All of our estimates suggest the crystallization of quartz on time scales of. In igneous rocks, quartz forms as magma cools. Like water that turns into ice, silicon dioxide crystallizes as it cools. Slow cooling generally allows crystals to grow larger.
Not all crystals form in water. Some crystals can form in an element called carbon. However, all crystals are formed in the same way, the atoms come together and become a uniform cluster. The process can take anywhere from a few days to maybe a thousand years.
Natural crystals that come from Earth form in the same way. These crystals formed more than a million years ago within the Earth's crust. They occur when the Earth's liquid consolidates and the temperature cools. Other crystals form when liquid crosses crevices and dispenses minerals to the crevices.
Quartz exists in two forms, normal alpha quartz and high-temperature beta quartz, both of which are chiral. The transformation from alpha quartz to beta quartz occurs abruptly at 573 °C (846 K; 1063 °F). Since the transformation is accompanied by a significant change in volume, it can easily induce microfracturing of ceramics or rocks that pass this temperature threshold. The two most common materials in the Earth's crust are silicon and oxygen.

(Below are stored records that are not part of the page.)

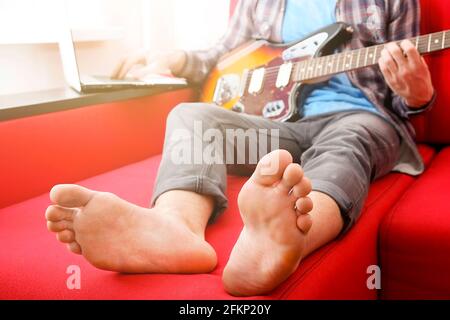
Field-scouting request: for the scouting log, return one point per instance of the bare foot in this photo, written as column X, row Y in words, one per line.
column 115, row 235
column 275, row 210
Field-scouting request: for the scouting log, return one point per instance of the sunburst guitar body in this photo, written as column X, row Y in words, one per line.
column 264, row 79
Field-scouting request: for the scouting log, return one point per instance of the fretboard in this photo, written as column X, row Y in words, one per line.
column 361, row 58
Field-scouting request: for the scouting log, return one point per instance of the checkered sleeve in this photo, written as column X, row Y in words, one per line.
column 404, row 24
column 199, row 63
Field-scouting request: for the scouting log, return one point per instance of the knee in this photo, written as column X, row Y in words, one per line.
column 187, row 111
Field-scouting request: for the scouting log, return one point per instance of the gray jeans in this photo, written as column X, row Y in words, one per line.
column 341, row 153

And quartz is made up of these two abundant materials (that is, quartz is the most basic form of silicates found on Earth). Quartz crystals often do not grow continuously, but in short phases. This pulsatile growth is sometimes explained by tectonic activity, which causes a sudden rise of the host rock and a relatively rapid drop in pressure. If you're a novice crystal expert and don't know which crystal to start your journey with, clear quartz is always a good choice to start with.

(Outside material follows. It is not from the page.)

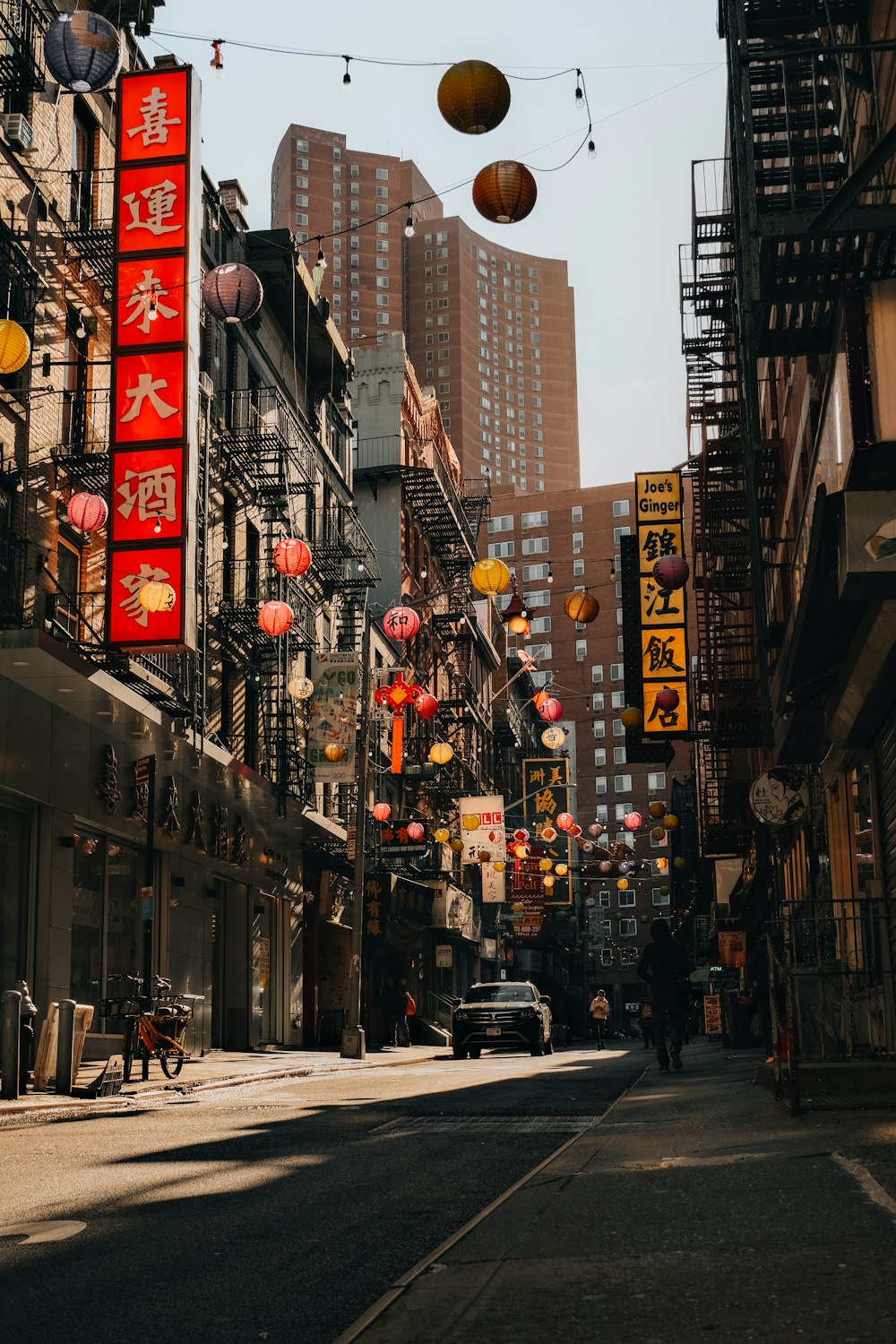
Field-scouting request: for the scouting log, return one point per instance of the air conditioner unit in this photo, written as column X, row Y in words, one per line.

The formation of new crystals is not inhibited as such, but under conditions of slow growth, larger crystals are favored. Quartz crystals in igneous rocks occasionally show an onion-like internal structure, indicating a pulsating addition of outer layers to the crystals. The most important distinction between types of quartz is the macrocrystalline variety (individual crystals visible to the naked eye) and the microcrystalline or cryptocrystalline variety (aggregates of crystals visible only at high magnifications). Because they are usually the last to form and simply fill the remaining gaps in the rock, ideally shaped quartz crystals are rarely seen in a granite, whereas well-formed feldspar crystals can often be found.

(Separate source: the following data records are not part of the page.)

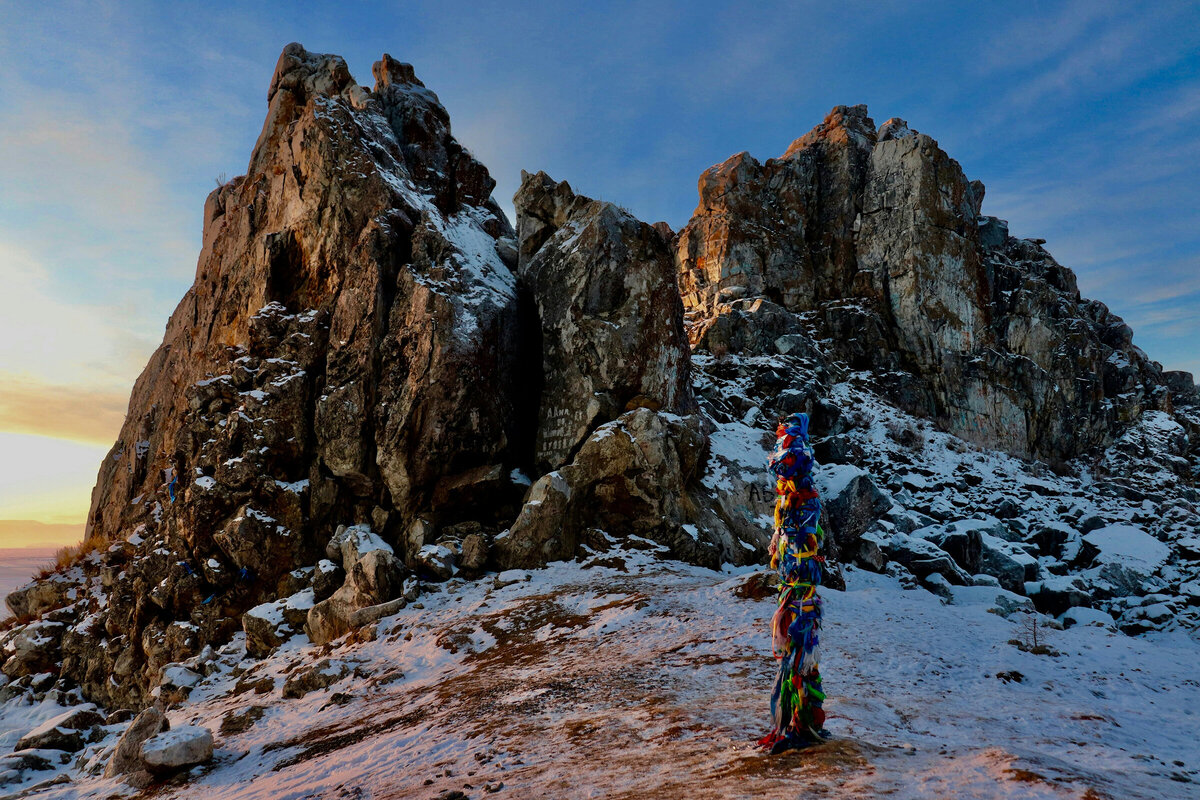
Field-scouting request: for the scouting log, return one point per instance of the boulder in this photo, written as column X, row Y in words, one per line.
column 1055, row 594
column 436, row 560
column 351, row 298
column 879, row 236
column 373, row 576
column 127, row 755
column 36, row 649
column 1085, row 615
column 923, row 558
column 753, row 326
column 321, row 675
column 69, row 731
column 40, row 596
column 269, row 625
column 178, row 749
column 851, row 503
column 637, row 476
column 1126, row 557
column 1007, row 561
column 474, row 553
column 327, row 577
column 612, row 338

They indicate the balance in the crystal pattern and are an indication that the crystal was allowed to grow without any obstacles. Pure quartz, traditionally called rock crystal or transparent quartz, is colorless and transparent or translucent, and has often been used for hard stone carvings, such as Lothair crystal. Quartz belongs to the tritonal crystal system at room temperature and to the hexagonal crystal system above 573 °C (846 K; 1063 °F). Molecules tend to withdraw from the edges of crystals, and the relationship between the number of edges and the total volume of the crystal does not favor small crystals.
As you may already know, the color of quartz crystals is due to the impurities found in rocks or sand around the crystalline formation.